En ce qui concerne les jeunes, elle favorise une prise de conscience des difficultés d'accès ou de maintien dans l'emploi à tout âge et encourage ainsi à se préoccuper des possibilités futures d'insertion lors un choix d'orientation. Elle leur permet d'identifier des lieux ressources et des structures susceptibles de les aider à s'intégrer sur le marché du travail. De plus, elle  les familiarise aux techniques de recherche d'emploi  et leur donne accès à une palette d’outils pour améliorer leur connaissance du marché du travail.

 

Pour tous les publics, elle permet la dédramatisation des situations de réorientation souvent vécues comme un échec, notamment par les étudiants et les jeunes, en offrant une meilleure connaissance des différentes voies de formation (apprentissage, formation continue) et de validation ;  elle conduit à mettre en perspective réflexions à court terme et à long terme, gestion de ses compétences et anticipation professionnelle, améliorant la lisibilité du lien entre formation, emploi, insertion professionnelle.
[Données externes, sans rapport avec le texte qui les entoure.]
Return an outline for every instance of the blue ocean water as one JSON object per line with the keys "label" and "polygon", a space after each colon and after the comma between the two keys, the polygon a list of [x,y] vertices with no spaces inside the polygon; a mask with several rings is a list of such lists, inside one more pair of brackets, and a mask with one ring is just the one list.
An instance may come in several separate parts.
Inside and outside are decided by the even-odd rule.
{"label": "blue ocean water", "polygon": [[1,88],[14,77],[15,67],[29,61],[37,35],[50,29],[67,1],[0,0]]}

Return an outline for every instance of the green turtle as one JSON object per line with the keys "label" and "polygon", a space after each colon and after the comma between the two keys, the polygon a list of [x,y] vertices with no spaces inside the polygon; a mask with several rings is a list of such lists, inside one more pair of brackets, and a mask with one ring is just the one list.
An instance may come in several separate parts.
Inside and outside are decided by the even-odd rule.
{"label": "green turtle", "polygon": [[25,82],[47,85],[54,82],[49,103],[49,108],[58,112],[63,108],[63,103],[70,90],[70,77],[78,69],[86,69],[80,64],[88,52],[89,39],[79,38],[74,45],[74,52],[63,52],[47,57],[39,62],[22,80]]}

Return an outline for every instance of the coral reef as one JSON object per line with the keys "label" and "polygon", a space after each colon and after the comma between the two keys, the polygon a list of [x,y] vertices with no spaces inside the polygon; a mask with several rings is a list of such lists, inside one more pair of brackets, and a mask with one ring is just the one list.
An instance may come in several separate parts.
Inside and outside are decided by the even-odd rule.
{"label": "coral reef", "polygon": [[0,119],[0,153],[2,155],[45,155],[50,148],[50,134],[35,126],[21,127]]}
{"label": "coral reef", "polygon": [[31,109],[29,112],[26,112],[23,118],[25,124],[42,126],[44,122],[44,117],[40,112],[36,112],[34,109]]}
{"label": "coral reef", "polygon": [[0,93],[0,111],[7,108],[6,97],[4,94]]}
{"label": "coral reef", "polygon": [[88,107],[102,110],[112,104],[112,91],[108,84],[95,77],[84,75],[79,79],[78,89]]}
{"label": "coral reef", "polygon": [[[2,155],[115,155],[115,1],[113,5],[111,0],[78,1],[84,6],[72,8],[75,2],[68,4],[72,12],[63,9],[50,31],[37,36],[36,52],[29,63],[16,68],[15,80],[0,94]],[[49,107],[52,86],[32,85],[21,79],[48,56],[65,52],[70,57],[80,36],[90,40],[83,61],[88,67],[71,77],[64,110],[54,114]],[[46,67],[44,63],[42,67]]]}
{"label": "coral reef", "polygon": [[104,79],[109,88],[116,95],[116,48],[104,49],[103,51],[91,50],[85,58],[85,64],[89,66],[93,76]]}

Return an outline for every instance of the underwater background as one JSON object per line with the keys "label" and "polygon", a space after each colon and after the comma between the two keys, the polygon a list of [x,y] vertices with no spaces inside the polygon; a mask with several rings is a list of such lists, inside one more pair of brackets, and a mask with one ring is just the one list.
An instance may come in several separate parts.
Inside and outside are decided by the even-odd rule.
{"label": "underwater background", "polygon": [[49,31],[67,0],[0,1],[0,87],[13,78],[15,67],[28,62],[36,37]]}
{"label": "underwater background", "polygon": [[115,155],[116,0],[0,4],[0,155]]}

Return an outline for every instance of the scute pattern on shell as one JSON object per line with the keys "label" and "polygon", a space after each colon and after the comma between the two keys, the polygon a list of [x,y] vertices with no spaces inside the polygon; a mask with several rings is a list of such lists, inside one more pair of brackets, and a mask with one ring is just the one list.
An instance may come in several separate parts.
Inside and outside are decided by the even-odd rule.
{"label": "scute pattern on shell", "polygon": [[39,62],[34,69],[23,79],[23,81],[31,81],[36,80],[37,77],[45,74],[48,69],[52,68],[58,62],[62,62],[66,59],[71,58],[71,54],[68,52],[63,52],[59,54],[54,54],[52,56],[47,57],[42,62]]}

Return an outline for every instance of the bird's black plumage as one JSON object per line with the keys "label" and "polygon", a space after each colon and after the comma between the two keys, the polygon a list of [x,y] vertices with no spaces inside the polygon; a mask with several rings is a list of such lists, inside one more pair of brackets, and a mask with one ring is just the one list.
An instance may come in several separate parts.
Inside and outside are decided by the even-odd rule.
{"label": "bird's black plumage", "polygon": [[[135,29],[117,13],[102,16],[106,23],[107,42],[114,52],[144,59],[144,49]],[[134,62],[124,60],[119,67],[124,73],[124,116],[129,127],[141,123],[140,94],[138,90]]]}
Enfin, elle facilite les transitions dans la vie des individus en favorisant des stratégies davantage en prise sur le monde économique et tenant compte des choix de vie.

 

Ainsi, plus généralement, une des idées force sous-jacente aux "Cités des métiers" est d'éviter le saucissonnage des différentes situations de pilotage de sa vie professionnelle. Du point de vue des promoteurs d'un tel concept, 13 ans après, on peut regretter de ne voir ce concept que sur quelques territoires. En tant que citoyens, on peut juste regretter le caractère inéquitable du résultat. Paradoxalement, bien qu’elle ajoute un élément de complexité à un pilotage qui l’était déjà, l’émergence des MDE semble aujourd’hui renforcer l’attrait pour le concept de CDM. N’est-ce pas finalement parce que le concept donne de la cohérence à des politiques qui ont du mal à se coordonner ?

 

Dans les CDM depuis de nombreuses années, on a développé une ingénierie spécifique de l’orientation, respectueuse de l’autonomie de la personne et s’appuyant sur sa participation active au processus d’orientation. La recrudescence d’intérêt pour ce concept aujourd’hui ne tiendrait-elle pas au fait qu’il se positionne dans un juste milieu, apte à faire converger intérêt individuel et intérêt collectif,  à la fois résistant à la pression du marché du travail et à la recherche exclusive d’adéquation, et à la fois permettant à l’individu de replacer ses aspirations dans une démarche stratégique de gestion de sa vie personnelle et professionnelle ?

 

Encadré : critères de labellisation d’une cité des métiers :

 

Une Cité des métiers se définit comme un lieu ouvert en accès libre et gratuit à tous les publics, (jeunes scolarisés ou non, adultes actifs ou non), multi-partenaires et permettant toutes les modalités de consultation et d'information, à savoir des entretiens sans rendez-vous avec des conseillers, une documentation imprimée et en ligne ainsi qu’une offre d’ateliers, de forums et de journées thématiques. Elle doit traiter tous les aspects de la vie professionnelle, et tous les secteurs et être organisée sous forme de pôles de conseils centrés sur les questions des usagers.